Abstract: The second Madden–Julian Oscillation (MJO) event during the field campaign of the Dynamics of the MJO/Cooperative Indian Ocean Experiment on Intraseasonal Variability in the Year 2011 (DYNAMO/CINDY2011) exhibited an unusual double rainband structure. Using a wavenumber-frequency spectral filtering method, we unveil that this double rainband structure arises primarily from the Kelvin wave component. The zonal phase speed of the double rainbands is about 7.9 degree per day in the equatorial Indian Ocean, being in the range of convectively coupled Kelvin wave phase speeds.
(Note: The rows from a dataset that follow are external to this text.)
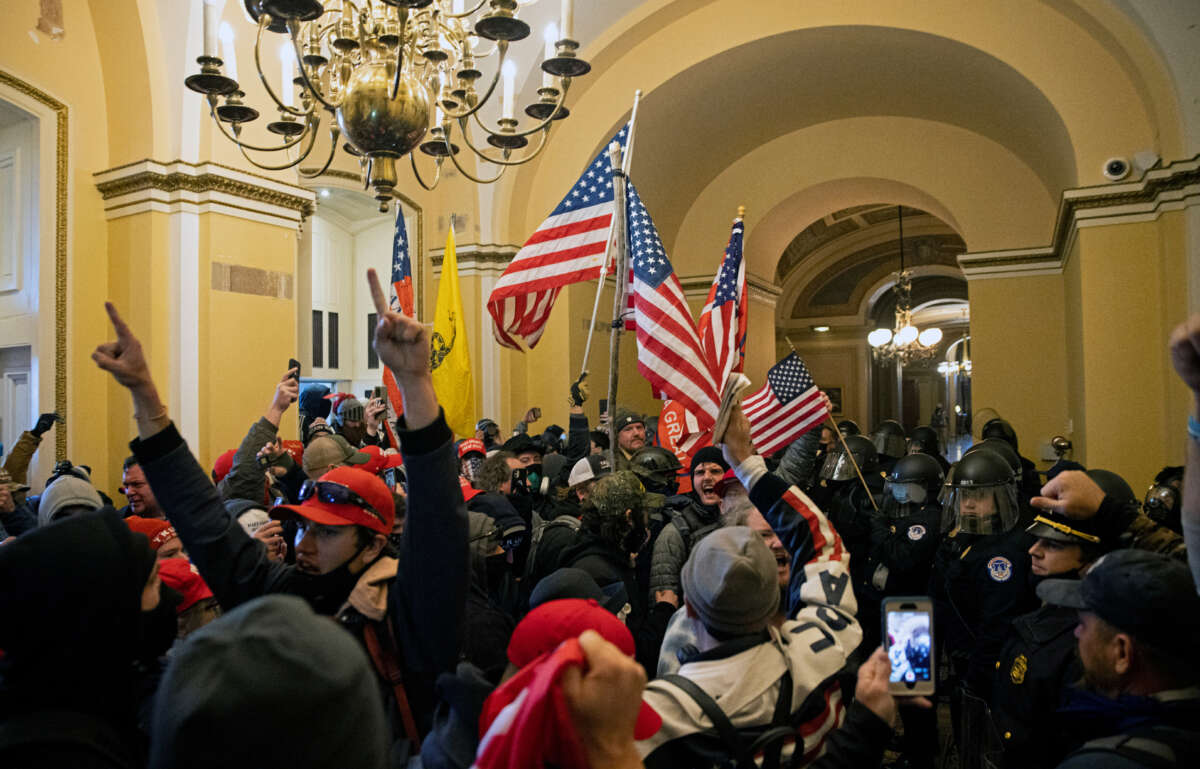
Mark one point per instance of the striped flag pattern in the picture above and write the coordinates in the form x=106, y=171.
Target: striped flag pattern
x=568, y=247
x=785, y=408
x=723, y=323
x=670, y=355
x=401, y=301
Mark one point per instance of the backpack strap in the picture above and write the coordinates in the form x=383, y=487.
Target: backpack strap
x=389, y=668
x=725, y=728
x=771, y=743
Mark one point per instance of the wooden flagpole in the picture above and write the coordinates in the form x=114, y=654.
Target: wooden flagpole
x=604, y=268
x=618, y=300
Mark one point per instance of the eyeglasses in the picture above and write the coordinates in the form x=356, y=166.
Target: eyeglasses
x=1067, y=529
x=335, y=494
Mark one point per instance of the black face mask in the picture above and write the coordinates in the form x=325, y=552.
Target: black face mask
x=160, y=626
x=327, y=593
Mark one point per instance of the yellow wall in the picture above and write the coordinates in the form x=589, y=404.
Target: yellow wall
x=1017, y=350
x=1132, y=283
x=245, y=340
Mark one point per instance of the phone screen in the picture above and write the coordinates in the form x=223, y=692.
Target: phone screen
x=910, y=641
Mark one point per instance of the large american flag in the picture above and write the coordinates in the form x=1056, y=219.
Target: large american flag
x=723, y=323
x=785, y=408
x=568, y=247
x=669, y=352
x=401, y=301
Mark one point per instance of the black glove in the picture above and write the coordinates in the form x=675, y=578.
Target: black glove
x=580, y=390
x=45, y=422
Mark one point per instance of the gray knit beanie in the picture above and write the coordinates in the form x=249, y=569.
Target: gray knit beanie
x=67, y=490
x=731, y=581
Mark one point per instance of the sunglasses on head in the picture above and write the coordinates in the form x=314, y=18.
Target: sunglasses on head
x=335, y=494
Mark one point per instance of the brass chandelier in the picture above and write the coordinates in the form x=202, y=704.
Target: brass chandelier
x=905, y=343
x=395, y=76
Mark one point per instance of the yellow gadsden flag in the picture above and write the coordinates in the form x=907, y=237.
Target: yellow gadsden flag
x=449, y=353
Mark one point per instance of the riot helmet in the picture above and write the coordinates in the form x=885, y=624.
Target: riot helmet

The convection and circulation anomalies associated with the Kelvin wave component are characterized by two anomalous convective cells, with low-level westerly (easterly) and high (low) pressure anomalies to the west (east) of the convective centers, and opposite wind and pressure anomalies in the upper troposphere. Such a zonal wind–pressure phase relationship is consistent with the equatorial free-wave dynamics. While the free-atmospheric circulation was dominated by the first baroclinic mode vertical structure, moisture and vertical motion in the boundary layer led the convection. The convection and circulation structures derived based on the conventional MJO filter show a different characteristic. For example, the phase speed is slower (about 5.9 degree per day), and there were no double convective branches. This suggests that MJO generally involves multi-scales and it is incomplete to extract its signals by using the conventional filtering technique.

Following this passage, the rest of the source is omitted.